ZURICH – Just get me talking about the world today and I can pretty well ruin any dinner party. I don’t mean to, but I find it hard not to look around and wonder whether the recent turmoil in international markets isn’t just the product of tremors but rather of seismic shifts in the foundational pillars of the global system, with highly unpredictable consequences.
What if a bunch of eras are ending all at once?
What if we’re at the end of the 30-plus-year era of high growth in China – and therefore China’s ability to fuel global growth through its imports, exports and purchases of commodities will be much less frothy and reliable in the future?
“Now that this debt bubble is unwinding, growth in China is going offline,” Michael Pento, president of Pento Portfolio Strategies, wrote on CNBC.com last week. “The renminbi’s falling value, cascading Shanghai equity prices (down 40 percent since June 2014) and plummeting rail freight volumes (down 10.5 percent year over year) all clearly illustrate that China is not growing at the promulgated 7 percent, but rather isn’t growing at all. The problem is that China accounted for 34 percent of global growth, and the nation’s multiplier effect on emerging markets takes that number to over 50 percent.”

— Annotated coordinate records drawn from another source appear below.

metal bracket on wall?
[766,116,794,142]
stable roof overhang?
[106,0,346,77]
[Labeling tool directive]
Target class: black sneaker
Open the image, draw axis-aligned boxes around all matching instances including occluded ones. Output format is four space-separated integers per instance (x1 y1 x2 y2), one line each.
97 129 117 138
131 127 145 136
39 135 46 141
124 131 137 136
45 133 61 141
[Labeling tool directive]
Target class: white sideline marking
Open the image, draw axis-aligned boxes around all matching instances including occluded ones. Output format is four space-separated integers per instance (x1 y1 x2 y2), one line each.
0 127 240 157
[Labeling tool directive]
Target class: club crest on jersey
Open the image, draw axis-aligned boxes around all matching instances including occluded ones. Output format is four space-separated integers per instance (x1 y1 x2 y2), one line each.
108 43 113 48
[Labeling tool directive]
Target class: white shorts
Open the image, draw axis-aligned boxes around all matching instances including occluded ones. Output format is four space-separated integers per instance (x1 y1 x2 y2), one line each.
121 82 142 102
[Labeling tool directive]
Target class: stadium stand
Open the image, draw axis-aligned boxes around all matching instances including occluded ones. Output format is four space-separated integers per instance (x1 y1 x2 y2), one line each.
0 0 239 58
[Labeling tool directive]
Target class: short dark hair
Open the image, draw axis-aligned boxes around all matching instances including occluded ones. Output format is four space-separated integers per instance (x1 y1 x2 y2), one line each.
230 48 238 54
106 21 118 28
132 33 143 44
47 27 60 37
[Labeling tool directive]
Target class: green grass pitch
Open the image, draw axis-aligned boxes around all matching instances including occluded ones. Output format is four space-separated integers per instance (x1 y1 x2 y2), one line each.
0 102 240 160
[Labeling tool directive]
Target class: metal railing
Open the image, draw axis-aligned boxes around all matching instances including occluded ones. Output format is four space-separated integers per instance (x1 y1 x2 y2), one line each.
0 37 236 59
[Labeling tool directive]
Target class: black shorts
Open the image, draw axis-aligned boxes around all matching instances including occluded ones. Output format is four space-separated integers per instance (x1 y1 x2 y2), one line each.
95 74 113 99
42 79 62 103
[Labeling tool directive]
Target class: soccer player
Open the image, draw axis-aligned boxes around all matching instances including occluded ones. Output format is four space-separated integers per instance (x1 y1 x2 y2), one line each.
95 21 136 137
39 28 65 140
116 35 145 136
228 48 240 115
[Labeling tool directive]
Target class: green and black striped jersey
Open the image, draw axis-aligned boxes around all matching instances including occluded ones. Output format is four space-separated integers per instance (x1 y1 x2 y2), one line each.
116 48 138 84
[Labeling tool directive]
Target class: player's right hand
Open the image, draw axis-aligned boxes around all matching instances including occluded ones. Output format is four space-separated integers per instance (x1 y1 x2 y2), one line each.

What if the $100-a-barrel oil price era is over and all these countries whose economies were directly or indirectly propped up by those prices will have to learn to grow the old-fashioned way – by making goods and services others want to buy? Thanks to steady technological advances in America for fracking, horizontal drilling and using big data to identify deposits, OPEC’s pricing power has disappeared. Countries that have set their budgets based on $80- to $100-a-barrel oil will find themselves vastly underfunded just when their populations – in places like Iran, Saudi Arabia, Nigeria, Indonesia and Venezuela – have surged.
What if average is over for countries? During the Cold War you could be an average, newly independent state with artificial borders drawn by colonial powers. There were two superpowers ready to throw foreign aid at you, educate your kids in America or Moscow, build up your armed forces and security services and buy your crummy manufactured exports or commodities.
But what if the rise of robots, software and automation mean that these countries can’t rely on manufacturing to create mass labor anymore, that the products they can make and sell can’t compete with Chinese goods, that climate change is pressuring their ecosystems and that neither Russia nor America wants to have anything to do with them because all either wins is a bill?
Many of these frail, artificial states don’t correspond to any ethnic, cultural, linguistic or demographic realities. They are caravan homes in a trailer park – built on slabs of concrete without real foundations or basements – and what you’re seeing today with the acceleration of technology, climate change stresses and globalization is the equivalent of a tornado going through a trailer park. Some of these states are just falling apart, and many of their people are now trying to cross the Mediterranean – to escape their world of disorder and get into the world of order, particularly the European Union.
But what if the EU era is over? Reuters reported this week that Germany is telling other EU countries that if they don’t prevent the influx of more refugees into Europe from the Mediterranean and “relieve Berlin of the lonely task of housing refugees, Germany could shut its doors.” Some Germans even want a border fence. One senior conservative was quoted as saying, “If you build a fence, it’s the end of Europe as we know it.”
What if the era of Iranian isolation is over, just as the Arab system is collapsing and the two-state solution between Israelis and Palestinians is history? How will all those molecules interact?
And what if all this is happening when the two-party system in America seems to be getting most of its energy from the far left and the far right? Bernie Sanders’ platform is that we can solve our most onerous economic problems if we just tax “The Man” more. Donald Trump and Ted Cruz are running on the theme that they are “The Man” – the strongman – who can magically fix everything.
What if our 2016 election ends up being between a socialist and a borderline fascist – ideas that died in 1989 and 1945 respectively?
And what if all of this is happening at a time when our government’s ability to stimulate the economy through either monetary or fiscal policy is constrained? Unless we go to negative interest rates, the best the Fed can do now is rescind the tiny rate increase made in December. Meanwhile, after all the vital government spending to stimulate demand after the 2008 crisis, there is no consensus in the country for another big round.
These what-ifs constitute the real policy landscape that will confront the next president. But here’s the worst “what if”: What if we’re having a presidential election but no one is even asking these questions, let alone “what if” all of these tectonic plates move at once? How will we generate growth, jobs, security and resilience?
There’s still an opportunity for someone to lead by asking, and answering, all of these “what ifs,” but that time is quickly coming to an end, just like the last dinner party I ruined.